Allowing for the 90-day total investment horizon SM Energy Co is expected to generate 0.44 times more return on investment than Vivakor. However, SM Energy Co is 2.28 times less risky than Vivakor. It trades about 0.04 of its potential returns per unit of risk. Vivakor is currently generating about 0.01 per unit of risk. If you would invest  3,357  in SM Energy Co on January 20, 2024 and sell it today you would earn a total of  1,452  from holding SM Energy Co or generate 43.25% return on investment over 90 days.
Time Period3 Months [change]
DirectionMoves Against 
StrengthWeak
Accuracy100.0%
ValuesDaily Returns

SM Energy Co  vs.  Vivakor

 Performance 
       Timeline  
SM Energy 

Risk-Adjusted Performance

22 of 100

 
Weak
 
Strong
Solid
Compared to the overall equity markets, risk-adjusted returns on investments in SM Energy Co are ranked lower than 22 (%) of all global equities and portfolios over the last 90 days. In spite of very unsteady primary indicators, SM Energy displayed solid returns over the last few months and may actually be approaching a breakup point.
Vivakor 

Risk-Adjusted Performance

4 of 100

 
Weak
 
Strong
Weak
Compared to the overall equity markets, risk-adjusted returns on investments in Vivakor are ranked lower than 4 (%) of all global equities and portfolios over the last 90 days. Despite quite weak basic indicators, Vivakor disclosed solid returns over the last few months and may actually be approaching a breakup point.

SM Energy and Vivakor Volatility Contrast

   Predicted Return Density   
       Returns  

Pair Trading with SM Energy and Vivakor

The main advantage of trading using opposite SM Energy and Vivakor positions is that it hedges away some unsystematic risk. Because of two separate transactions, even if SM Energy position performs unexpectedly, Vivakor can make up some of the losses. Pair trading also minimizes risk from directional movements in the market.

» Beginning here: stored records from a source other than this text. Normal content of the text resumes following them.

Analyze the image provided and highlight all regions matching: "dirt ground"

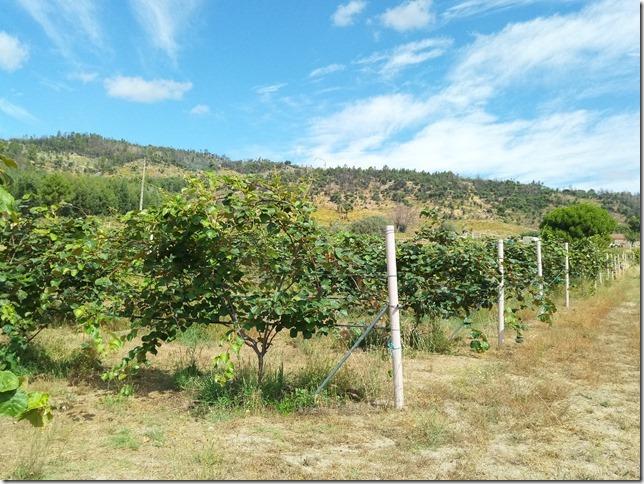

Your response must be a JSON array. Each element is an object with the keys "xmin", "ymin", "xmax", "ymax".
[{"xmin": 0, "ymin": 269, "xmax": 640, "ymax": 479}]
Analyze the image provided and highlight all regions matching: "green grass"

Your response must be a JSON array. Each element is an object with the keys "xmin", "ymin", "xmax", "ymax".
[
  {"xmin": 143, "ymin": 427, "xmax": 165, "ymax": 447},
  {"xmin": 109, "ymin": 428, "xmax": 141, "ymax": 450}
]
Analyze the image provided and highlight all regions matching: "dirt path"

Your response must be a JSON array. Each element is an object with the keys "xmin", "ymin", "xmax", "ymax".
[{"xmin": 0, "ymin": 271, "xmax": 640, "ymax": 479}]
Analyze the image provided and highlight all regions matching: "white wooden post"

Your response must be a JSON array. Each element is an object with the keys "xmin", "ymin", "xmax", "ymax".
[
  {"xmin": 139, "ymin": 158, "xmax": 148, "ymax": 212},
  {"xmin": 537, "ymin": 239, "xmax": 543, "ymax": 299},
  {"xmin": 385, "ymin": 225, "xmax": 404, "ymax": 408},
  {"xmin": 613, "ymin": 254, "xmax": 619, "ymax": 279},
  {"xmin": 497, "ymin": 239, "xmax": 505, "ymax": 346},
  {"xmin": 564, "ymin": 242, "xmax": 568, "ymax": 308}
]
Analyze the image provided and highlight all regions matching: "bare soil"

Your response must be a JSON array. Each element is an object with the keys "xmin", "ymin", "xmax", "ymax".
[{"xmin": 0, "ymin": 270, "xmax": 640, "ymax": 480}]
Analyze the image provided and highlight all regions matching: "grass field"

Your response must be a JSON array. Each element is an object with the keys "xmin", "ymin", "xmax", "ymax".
[{"xmin": 0, "ymin": 269, "xmax": 640, "ymax": 479}]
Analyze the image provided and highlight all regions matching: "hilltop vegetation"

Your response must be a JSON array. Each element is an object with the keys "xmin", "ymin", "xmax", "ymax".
[{"xmin": 4, "ymin": 133, "xmax": 640, "ymax": 228}]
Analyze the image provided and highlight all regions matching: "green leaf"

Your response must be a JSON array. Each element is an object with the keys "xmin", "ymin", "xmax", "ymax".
[
  {"xmin": 0, "ymin": 388, "xmax": 29, "ymax": 417},
  {"xmin": 0, "ymin": 371, "xmax": 20, "ymax": 393}
]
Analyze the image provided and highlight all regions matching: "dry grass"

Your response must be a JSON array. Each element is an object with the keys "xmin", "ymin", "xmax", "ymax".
[{"xmin": 0, "ymin": 271, "xmax": 640, "ymax": 479}]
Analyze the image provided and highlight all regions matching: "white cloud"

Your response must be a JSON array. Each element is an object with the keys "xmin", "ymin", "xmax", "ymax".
[
  {"xmin": 309, "ymin": 64, "xmax": 345, "ymax": 77},
  {"xmin": 19, "ymin": 0, "xmax": 105, "ymax": 59},
  {"xmin": 0, "ymin": 31, "xmax": 29, "ymax": 72},
  {"xmin": 0, "ymin": 97, "xmax": 36, "ymax": 123},
  {"xmin": 442, "ymin": 0, "xmax": 544, "ymax": 20},
  {"xmin": 255, "ymin": 82, "xmax": 286, "ymax": 96},
  {"xmin": 331, "ymin": 0, "xmax": 367, "ymax": 27},
  {"xmin": 104, "ymin": 76, "xmax": 192, "ymax": 103},
  {"xmin": 293, "ymin": 1, "xmax": 640, "ymax": 191},
  {"xmin": 357, "ymin": 38, "xmax": 452, "ymax": 76},
  {"xmin": 301, "ymin": 108, "xmax": 639, "ymax": 191},
  {"xmin": 450, "ymin": 1, "xmax": 639, "ymax": 106},
  {"xmin": 380, "ymin": 0, "xmax": 436, "ymax": 32},
  {"xmin": 130, "ymin": 0, "xmax": 201, "ymax": 62},
  {"xmin": 190, "ymin": 104, "xmax": 210, "ymax": 116},
  {"xmin": 67, "ymin": 71, "xmax": 98, "ymax": 84},
  {"xmin": 307, "ymin": 94, "xmax": 429, "ymax": 154}
]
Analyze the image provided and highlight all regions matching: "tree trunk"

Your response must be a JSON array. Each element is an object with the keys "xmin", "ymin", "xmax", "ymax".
[{"xmin": 256, "ymin": 351, "xmax": 265, "ymax": 387}]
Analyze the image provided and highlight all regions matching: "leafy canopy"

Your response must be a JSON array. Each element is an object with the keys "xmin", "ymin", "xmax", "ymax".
[{"xmin": 540, "ymin": 203, "xmax": 617, "ymax": 242}]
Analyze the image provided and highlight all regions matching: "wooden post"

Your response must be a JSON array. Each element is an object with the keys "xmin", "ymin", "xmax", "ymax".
[
  {"xmin": 497, "ymin": 239, "xmax": 505, "ymax": 347},
  {"xmin": 139, "ymin": 158, "xmax": 148, "ymax": 212},
  {"xmin": 564, "ymin": 242, "xmax": 570, "ymax": 308},
  {"xmin": 537, "ymin": 239, "xmax": 543, "ymax": 299},
  {"xmin": 613, "ymin": 254, "xmax": 619, "ymax": 279},
  {"xmin": 385, "ymin": 225, "xmax": 405, "ymax": 409}
]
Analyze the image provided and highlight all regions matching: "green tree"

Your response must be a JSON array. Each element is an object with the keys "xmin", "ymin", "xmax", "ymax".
[
  {"xmin": 540, "ymin": 203, "xmax": 617, "ymax": 242},
  {"xmin": 112, "ymin": 176, "xmax": 348, "ymax": 383}
]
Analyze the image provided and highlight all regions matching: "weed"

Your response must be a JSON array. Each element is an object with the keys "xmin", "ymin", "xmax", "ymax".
[
  {"xmin": 143, "ymin": 427, "xmax": 165, "ymax": 447},
  {"xmin": 109, "ymin": 429, "xmax": 140, "ymax": 450}
]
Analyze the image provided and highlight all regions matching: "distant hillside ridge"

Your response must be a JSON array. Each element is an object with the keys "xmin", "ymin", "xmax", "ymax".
[{"xmin": 4, "ymin": 133, "xmax": 640, "ymax": 227}]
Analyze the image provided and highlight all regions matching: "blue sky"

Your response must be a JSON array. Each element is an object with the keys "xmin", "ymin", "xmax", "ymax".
[{"xmin": 0, "ymin": 0, "xmax": 640, "ymax": 192}]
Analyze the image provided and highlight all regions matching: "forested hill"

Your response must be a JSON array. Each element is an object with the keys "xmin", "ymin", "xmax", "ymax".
[{"xmin": 2, "ymin": 133, "xmax": 640, "ymax": 226}]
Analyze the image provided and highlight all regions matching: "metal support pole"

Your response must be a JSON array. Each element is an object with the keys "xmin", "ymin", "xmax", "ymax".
[
  {"xmin": 385, "ymin": 225, "xmax": 404, "ymax": 409},
  {"xmin": 315, "ymin": 306, "xmax": 387, "ymax": 395},
  {"xmin": 139, "ymin": 158, "xmax": 148, "ymax": 212},
  {"xmin": 564, "ymin": 242, "xmax": 570, "ymax": 308},
  {"xmin": 537, "ymin": 239, "xmax": 543, "ymax": 299},
  {"xmin": 497, "ymin": 239, "xmax": 505, "ymax": 347}
]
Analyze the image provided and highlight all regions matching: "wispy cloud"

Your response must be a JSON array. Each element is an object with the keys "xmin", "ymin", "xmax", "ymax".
[
  {"xmin": 293, "ymin": 1, "xmax": 639, "ymax": 191},
  {"xmin": 190, "ymin": 104, "xmax": 210, "ymax": 116},
  {"xmin": 309, "ymin": 64, "xmax": 345, "ymax": 77},
  {"xmin": 441, "ymin": 0, "xmax": 544, "ymax": 20},
  {"xmin": 19, "ymin": 0, "xmax": 105, "ymax": 59},
  {"xmin": 356, "ymin": 38, "xmax": 453, "ymax": 77},
  {"xmin": 0, "ymin": 97, "xmax": 36, "ymax": 123},
  {"xmin": 308, "ymin": 94, "xmax": 428, "ymax": 154},
  {"xmin": 450, "ymin": 1, "xmax": 639, "ymax": 103},
  {"xmin": 331, "ymin": 0, "xmax": 367, "ymax": 27},
  {"xmin": 255, "ymin": 82, "xmax": 286, "ymax": 96},
  {"xmin": 0, "ymin": 31, "xmax": 29, "ymax": 72},
  {"xmin": 130, "ymin": 0, "xmax": 201, "ymax": 62},
  {"xmin": 380, "ymin": 0, "xmax": 436, "ymax": 32},
  {"xmin": 67, "ymin": 71, "xmax": 98, "ymax": 84},
  {"xmin": 104, "ymin": 76, "xmax": 192, "ymax": 103}
]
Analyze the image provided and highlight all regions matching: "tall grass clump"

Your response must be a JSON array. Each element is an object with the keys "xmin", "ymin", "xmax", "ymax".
[{"xmin": 175, "ymin": 352, "xmax": 382, "ymax": 414}]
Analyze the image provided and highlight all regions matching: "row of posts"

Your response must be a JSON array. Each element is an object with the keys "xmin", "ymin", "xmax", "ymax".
[
  {"xmin": 385, "ymin": 229, "xmax": 627, "ymax": 409},
  {"xmin": 497, "ymin": 239, "xmax": 628, "ymax": 346}
]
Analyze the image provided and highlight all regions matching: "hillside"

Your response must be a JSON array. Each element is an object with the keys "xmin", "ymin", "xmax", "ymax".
[{"xmin": 4, "ymin": 133, "xmax": 640, "ymax": 232}]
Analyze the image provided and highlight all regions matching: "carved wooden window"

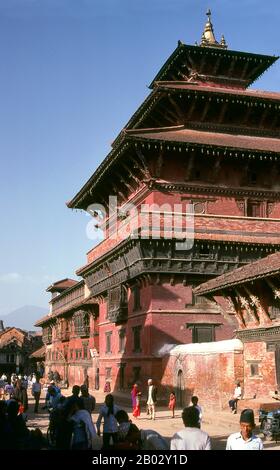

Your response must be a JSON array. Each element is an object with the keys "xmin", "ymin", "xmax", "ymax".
[
  {"xmin": 105, "ymin": 331, "xmax": 112, "ymax": 354},
  {"xmin": 187, "ymin": 324, "xmax": 216, "ymax": 343},
  {"xmin": 132, "ymin": 325, "xmax": 142, "ymax": 352},
  {"xmin": 119, "ymin": 364, "xmax": 126, "ymax": 390},
  {"xmin": 268, "ymin": 299, "xmax": 280, "ymax": 320},
  {"xmin": 119, "ymin": 328, "xmax": 125, "ymax": 352},
  {"xmin": 131, "ymin": 286, "xmax": 141, "ymax": 312},
  {"xmin": 83, "ymin": 343, "xmax": 88, "ymax": 359},
  {"xmin": 132, "ymin": 366, "xmax": 141, "ymax": 383},
  {"xmin": 6, "ymin": 354, "xmax": 15, "ymax": 363},
  {"xmin": 247, "ymin": 169, "xmax": 257, "ymax": 185},
  {"xmin": 105, "ymin": 367, "xmax": 112, "ymax": 380},
  {"xmin": 250, "ymin": 362, "xmax": 259, "ymax": 377},
  {"xmin": 193, "ymin": 202, "xmax": 205, "ymax": 214},
  {"xmin": 247, "ymin": 201, "xmax": 263, "ymax": 217}
]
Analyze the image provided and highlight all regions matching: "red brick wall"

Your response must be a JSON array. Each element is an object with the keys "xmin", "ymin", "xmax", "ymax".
[
  {"xmin": 161, "ymin": 344, "xmax": 243, "ymax": 410},
  {"xmin": 244, "ymin": 342, "xmax": 277, "ymax": 398}
]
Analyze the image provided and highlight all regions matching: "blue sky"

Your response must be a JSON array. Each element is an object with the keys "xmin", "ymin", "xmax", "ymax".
[{"xmin": 0, "ymin": 0, "xmax": 280, "ymax": 315}]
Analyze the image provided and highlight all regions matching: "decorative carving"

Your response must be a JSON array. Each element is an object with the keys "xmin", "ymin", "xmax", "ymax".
[
  {"xmin": 265, "ymin": 279, "xmax": 280, "ymax": 299},
  {"xmin": 155, "ymin": 152, "xmax": 163, "ymax": 178},
  {"xmin": 108, "ymin": 285, "xmax": 128, "ymax": 323},
  {"xmin": 244, "ymin": 286, "xmax": 271, "ymax": 325},
  {"xmin": 236, "ymin": 289, "xmax": 259, "ymax": 325},
  {"xmin": 227, "ymin": 295, "xmax": 246, "ymax": 329},
  {"xmin": 236, "ymin": 199, "xmax": 245, "ymax": 215}
]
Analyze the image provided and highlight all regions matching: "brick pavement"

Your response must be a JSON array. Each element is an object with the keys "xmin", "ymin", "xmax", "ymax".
[{"xmin": 27, "ymin": 390, "xmax": 280, "ymax": 450}]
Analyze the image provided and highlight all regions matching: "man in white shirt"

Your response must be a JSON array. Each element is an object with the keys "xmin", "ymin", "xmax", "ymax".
[
  {"xmin": 226, "ymin": 408, "xmax": 263, "ymax": 450},
  {"xmin": 147, "ymin": 379, "xmax": 157, "ymax": 419},
  {"xmin": 228, "ymin": 382, "xmax": 242, "ymax": 414},
  {"xmin": 32, "ymin": 377, "xmax": 42, "ymax": 413},
  {"xmin": 170, "ymin": 406, "xmax": 211, "ymax": 450}
]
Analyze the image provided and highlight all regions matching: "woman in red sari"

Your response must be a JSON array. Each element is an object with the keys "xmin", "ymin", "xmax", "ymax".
[
  {"xmin": 132, "ymin": 391, "xmax": 141, "ymax": 418},
  {"xmin": 131, "ymin": 384, "xmax": 138, "ymax": 416}
]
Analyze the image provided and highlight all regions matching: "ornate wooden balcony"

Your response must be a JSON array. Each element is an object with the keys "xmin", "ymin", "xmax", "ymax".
[
  {"xmin": 42, "ymin": 333, "xmax": 52, "ymax": 344},
  {"xmin": 108, "ymin": 305, "xmax": 128, "ymax": 323},
  {"xmin": 52, "ymin": 281, "xmax": 85, "ymax": 314},
  {"xmin": 75, "ymin": 325, "xmax": 90, "ymax": 338},
  {"xmin": 57, "ymin": 330, "xmax": 70, "ymax": 341},
  {"xmin": 108, "ymin": 285, "xmax": 128, "ymax": 323}
]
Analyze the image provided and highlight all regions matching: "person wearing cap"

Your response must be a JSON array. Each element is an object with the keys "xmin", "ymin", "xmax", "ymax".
[
  {"xmin": 170, "ymin": 406, "xmax": 211, "ymax": 450},
  {"xmin": 147, "ymin": 379, "xmax": 157, "ymax": 419},
  {"xmin": 226, "ymin": 408, "xmax": 263, "ymax": 450},
  {"xmin": 228, "ymin": 382, "xmax": 242, "ymax": 414}
]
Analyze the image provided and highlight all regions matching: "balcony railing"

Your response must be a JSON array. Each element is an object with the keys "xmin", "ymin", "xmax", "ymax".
[
  {"xmin": 75, "ymin": 326, "xmax": 90, "ymax": 337},
  {"xmin": 52, "ymin": 283, "xmax": 85, "ymax": 313},
  {"xmin": 108, "ymin": 305, "xmax": 128, "ymax": 323},
  {"xmin": 42, "ymin": 333, "xmax": 52, "ymax": 344},
  {"xmin": 57, "ymin": 330, "xmax": 70, "ymax": 341}
]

For example, if an entire industry or sector drops because of unexpected headlines, the short position in Vivakor will offset losses from the drop in Vivakor's long position.
The idea behind SM Energy Co and Vivakor pairs trading is to make the combined position market-neutral, meaning the overall market's direction will not affect its win or loss (or potential downside or upside). This can be achieved by designing a pairs trade with two highly correlated stocks or equities that operate in a similar space or sector, making it possible to obtain profits through simple and relatively low-risk investment.
Check out your portfolio center.
Note that this page's information should be used as a complementary analysis to find the right mix of equity instruments to add to your existing portfolios or create a brand new portfolio. You can also try the Bonds Directory module to find actively traded corporate debentures issued by US companies.